Control problems with incomplete information, especially in stochastic settings, are usually of much higher relevance than those with complete information. The separation principle, being applied in a general control problem, provides a chance to use known theoretical results and corresponding numerical procedures developed for optimal stochastic control with complete information [
17,
18,
19]. The separation principle implies the necessity to calculate a most precise state estimate given the available indirect noisy observations, which results in the optimal filtering problem. Its general solution, in turn, is characterized by either Kushner–Sratonovich [
20,
21] or Duncan–Mortensen–Zakai [
22,
23,
24] equations, which describe posterior state distribution evolution in time. An approach developed in [
25,
26,
27] results in easily calculated state estimates only in a limited number of special cases. Some examples can be found in [
28] for a controlled Markov jump process (MJP).

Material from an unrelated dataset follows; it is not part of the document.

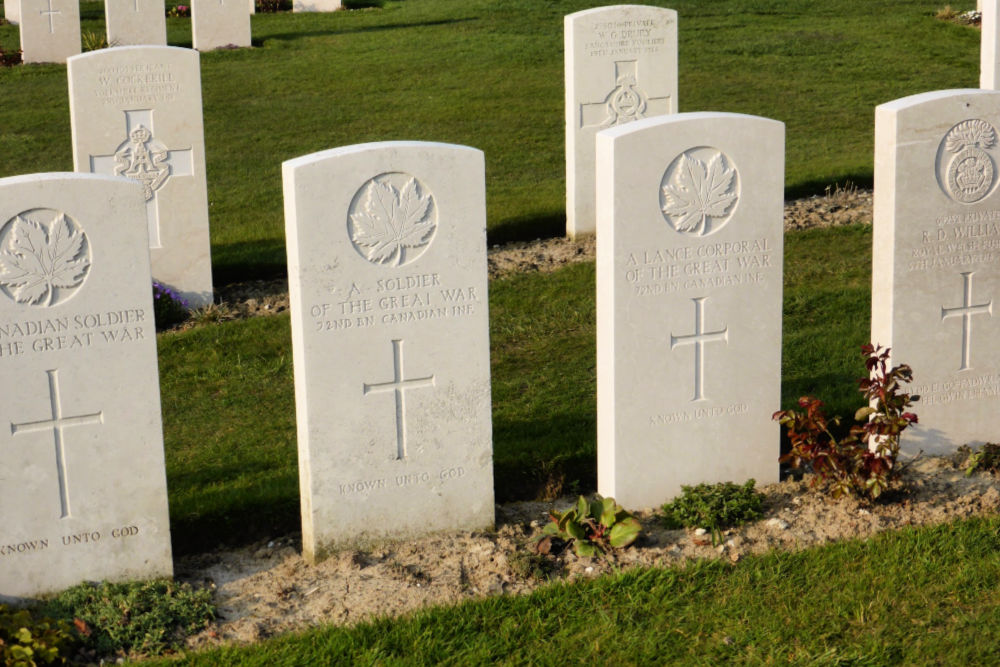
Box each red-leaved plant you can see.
[772,344,920,499]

For the quadratic criterion, the most general model where the separation theorem is valid was considered in [
29,
30,
31]. The main goal of our research is to apply these results to a typical linear model of a mechanical actuator augmented by MJP to simulate changes in the actuator operating modes or external drift. The difference is that, in mentioned papers, there was no quadratic term involving the observed state; the criterion in [
31] is more general but still does not include a term with an unobservable MJP. In this case, the obtained results provide an optimal control in the form of linear dependency on the observed state and the optimal estimate of the unobservable component. The latter is interpreted as an uncontrollable disturbance and is not included in the criterion. In the target application of our work, unobservable MJP represents the state of a controlled system. This state can be called an operating mode, and the purpose of control is to monitor this mode and to stabilize the system under the conditions determined by the mode switches. For the analysis of such a system, we do not need general models of the unobserved component as in [
29,
31] and the corresponding optimal filtering equations, which are difficult to implement in practice. For our purposes, an MJP model as in [
30] and optimal Wonham filter [
32] are sufficient. Thus, the main theoretical goal of our research is to develop the result of [
30] for the case of a general quadratic criterion containing a term with unobservable MJP. The practical goal is to implement this statement in order to stabilize the mechanical actuator in conditions of changing operating modes.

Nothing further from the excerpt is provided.